Этого, — говорю, — не знаю, а вот с бухгалтером, который в лесничестве, имел дело.
И рассказал я начальнику, как однажды позвал меня лесничий поработать у него… Лето, людей не хватает. Взмолился человек: «За деньги, без денег — как хочешь, — говорит, — только выручи, приходи. Вода размыла дорогу, неровен час грузовик перевернется или человек свалится, что тогда делать?» Я пошел, поработал день, а назавтра он и говорит мне: «Уходи!» — «Что такое?» — спрашиваю. «Я тебе скажу что, но пусть это меж нами останется. Бухгалтер заявил, что он с ненормальными не хочет связываться… Еще какое несчастье случится, а мне отвечай, что человека незаконно на работу взяли. Нам такие не нужны, гони его!» И пришлось лесничему выгнать меня. «Принесешь, — говорит, — медицинскую справку, тогда работай!»

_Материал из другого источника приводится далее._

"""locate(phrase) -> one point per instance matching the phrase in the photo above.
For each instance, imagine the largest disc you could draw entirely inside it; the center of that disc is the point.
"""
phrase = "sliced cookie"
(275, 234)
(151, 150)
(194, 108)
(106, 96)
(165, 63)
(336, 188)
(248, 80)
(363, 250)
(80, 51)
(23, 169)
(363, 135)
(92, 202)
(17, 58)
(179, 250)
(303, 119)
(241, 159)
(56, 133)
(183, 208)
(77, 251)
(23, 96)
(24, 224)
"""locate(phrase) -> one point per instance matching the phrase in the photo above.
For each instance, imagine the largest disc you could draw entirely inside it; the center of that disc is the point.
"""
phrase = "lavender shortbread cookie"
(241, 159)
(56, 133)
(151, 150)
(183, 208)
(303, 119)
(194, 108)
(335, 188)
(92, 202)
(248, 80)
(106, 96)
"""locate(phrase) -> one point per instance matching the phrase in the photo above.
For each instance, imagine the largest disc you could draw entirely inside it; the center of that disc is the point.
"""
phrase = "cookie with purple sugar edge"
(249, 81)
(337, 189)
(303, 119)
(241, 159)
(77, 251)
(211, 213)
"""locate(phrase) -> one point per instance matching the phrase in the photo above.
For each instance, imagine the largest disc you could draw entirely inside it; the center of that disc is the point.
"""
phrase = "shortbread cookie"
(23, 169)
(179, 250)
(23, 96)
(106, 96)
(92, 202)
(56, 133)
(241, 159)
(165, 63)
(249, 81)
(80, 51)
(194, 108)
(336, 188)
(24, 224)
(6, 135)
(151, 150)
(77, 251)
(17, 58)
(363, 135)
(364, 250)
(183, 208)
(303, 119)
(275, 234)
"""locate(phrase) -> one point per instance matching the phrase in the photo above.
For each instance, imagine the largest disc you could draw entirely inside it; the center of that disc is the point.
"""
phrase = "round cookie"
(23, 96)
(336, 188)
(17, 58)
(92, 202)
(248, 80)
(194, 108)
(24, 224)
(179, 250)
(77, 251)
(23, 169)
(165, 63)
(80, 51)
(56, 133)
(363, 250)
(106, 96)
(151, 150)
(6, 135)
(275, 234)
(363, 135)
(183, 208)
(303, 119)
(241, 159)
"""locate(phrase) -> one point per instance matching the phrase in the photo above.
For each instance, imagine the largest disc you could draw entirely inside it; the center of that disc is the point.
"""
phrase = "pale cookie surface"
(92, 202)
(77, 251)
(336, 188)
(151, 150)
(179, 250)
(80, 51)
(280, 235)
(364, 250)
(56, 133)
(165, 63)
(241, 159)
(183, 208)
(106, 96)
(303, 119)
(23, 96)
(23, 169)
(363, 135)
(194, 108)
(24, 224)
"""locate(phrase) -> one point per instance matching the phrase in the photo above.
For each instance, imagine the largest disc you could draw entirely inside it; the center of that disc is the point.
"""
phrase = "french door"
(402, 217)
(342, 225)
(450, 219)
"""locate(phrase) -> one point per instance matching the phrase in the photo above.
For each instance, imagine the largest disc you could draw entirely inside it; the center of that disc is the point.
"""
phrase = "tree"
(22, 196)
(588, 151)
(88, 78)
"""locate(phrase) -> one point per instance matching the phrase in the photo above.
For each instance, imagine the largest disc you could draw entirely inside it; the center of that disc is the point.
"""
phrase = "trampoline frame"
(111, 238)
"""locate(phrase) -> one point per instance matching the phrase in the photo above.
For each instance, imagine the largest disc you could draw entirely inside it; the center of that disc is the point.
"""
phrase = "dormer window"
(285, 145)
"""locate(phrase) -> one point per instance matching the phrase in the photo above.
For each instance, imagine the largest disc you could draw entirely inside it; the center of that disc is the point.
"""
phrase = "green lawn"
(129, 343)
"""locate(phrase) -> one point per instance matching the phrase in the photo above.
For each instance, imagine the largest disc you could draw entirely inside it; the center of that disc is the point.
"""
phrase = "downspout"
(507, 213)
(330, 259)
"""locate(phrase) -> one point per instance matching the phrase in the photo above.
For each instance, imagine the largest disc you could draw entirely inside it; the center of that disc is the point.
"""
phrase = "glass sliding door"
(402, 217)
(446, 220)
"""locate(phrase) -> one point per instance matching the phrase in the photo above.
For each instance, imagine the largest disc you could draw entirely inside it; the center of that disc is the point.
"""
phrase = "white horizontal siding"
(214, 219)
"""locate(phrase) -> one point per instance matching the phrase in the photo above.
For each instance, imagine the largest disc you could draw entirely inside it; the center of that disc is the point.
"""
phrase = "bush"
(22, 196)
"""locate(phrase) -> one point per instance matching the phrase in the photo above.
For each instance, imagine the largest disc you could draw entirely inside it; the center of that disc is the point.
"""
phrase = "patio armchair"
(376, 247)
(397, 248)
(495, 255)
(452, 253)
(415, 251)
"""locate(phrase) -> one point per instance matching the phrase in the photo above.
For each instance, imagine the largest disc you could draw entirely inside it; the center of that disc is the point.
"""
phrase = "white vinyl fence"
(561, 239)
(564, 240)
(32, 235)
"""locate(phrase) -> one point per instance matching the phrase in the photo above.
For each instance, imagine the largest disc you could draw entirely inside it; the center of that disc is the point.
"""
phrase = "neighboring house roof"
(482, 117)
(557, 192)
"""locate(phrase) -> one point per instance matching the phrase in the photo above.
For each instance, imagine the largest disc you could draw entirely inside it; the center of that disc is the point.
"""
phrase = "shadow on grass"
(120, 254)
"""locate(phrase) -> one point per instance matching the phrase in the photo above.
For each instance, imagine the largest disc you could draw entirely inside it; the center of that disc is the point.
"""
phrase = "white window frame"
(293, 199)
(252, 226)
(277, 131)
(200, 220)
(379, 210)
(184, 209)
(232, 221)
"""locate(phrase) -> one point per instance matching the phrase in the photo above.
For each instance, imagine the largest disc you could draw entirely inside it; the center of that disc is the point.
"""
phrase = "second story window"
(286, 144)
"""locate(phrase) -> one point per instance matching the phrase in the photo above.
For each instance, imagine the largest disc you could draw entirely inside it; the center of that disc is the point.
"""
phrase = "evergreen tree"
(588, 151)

— И все-таки не могу я взять в толк, — говорит начальник, — почему ты работаешь без денег, когда можно за деньги?
Рассказал я ему тогда, как я на днях из-за этого же вопроса страху натерпелся. Встретились мне наверху, в ложбине, дорожники, и пристал ко мне один из них: «Ты чего, дурья башка, работаешь без денег и цену нам сбиваешь? Мы все за деньги, а он без денег! Это почему?» А один, прыткий такой, еще и крикнул: «А ну, ребята, макнем этого болвана в реку. Небось никто по нему плакать не будет!» И столкнули бы меня в реку, не подоспей тут лесорубы. «Твое место в сумасшедшем доме, ч гад ты этакий! Мы, — i говорят, — тебя образумим!» — «Как знаете, — говорю, — но я люблю дорожки делать, вот и делаю. Идешь по лесу — кусты, бурьян, камни, глядь — тропинка вьется! Глушь и пустошь была, а там смотришь — человек гуляет!.. Прислушивается… Парочка пройдет. Все и ожило! А за деньги не то! Нет той радости. Как-то раз идут парень с девушкой. Увидели, что я ветки обрезаю, и говорят: «Смотри, не очень обрезай, а то пенсионеры чересчур любопытные стали!». Мол, чтоб не подглядывали за ними. Чтоб было им где укрыться. У каждого свой интерес. Потом вот лесорубам дороги нужны,
_ Они меня и отбили у дорожников, — говорю я начальнику, — у тех, что за деньги дороги прокладывают. Лесорубы частенько мне подбрасывают то щепок на растопку, то хворосту. А воспаление в легких меня свалило, так они трав в лесу насобирали, раза три припарки мне ставили, пока я не поднялся. «Ты, — говорят, — нужен нам, не смей помирать!» Веселый народ, уважительный. Кабы не они, отправился бы я, как пить дать, на тот свет, потому как жена дома мало бывает, она у меня в ресторане работает, восемьдесят левов получает и столуется там, а сыновья в травах не разбираются. Они на другое зарятся: дом, барахло всякое… У каждого свое направление в жизни…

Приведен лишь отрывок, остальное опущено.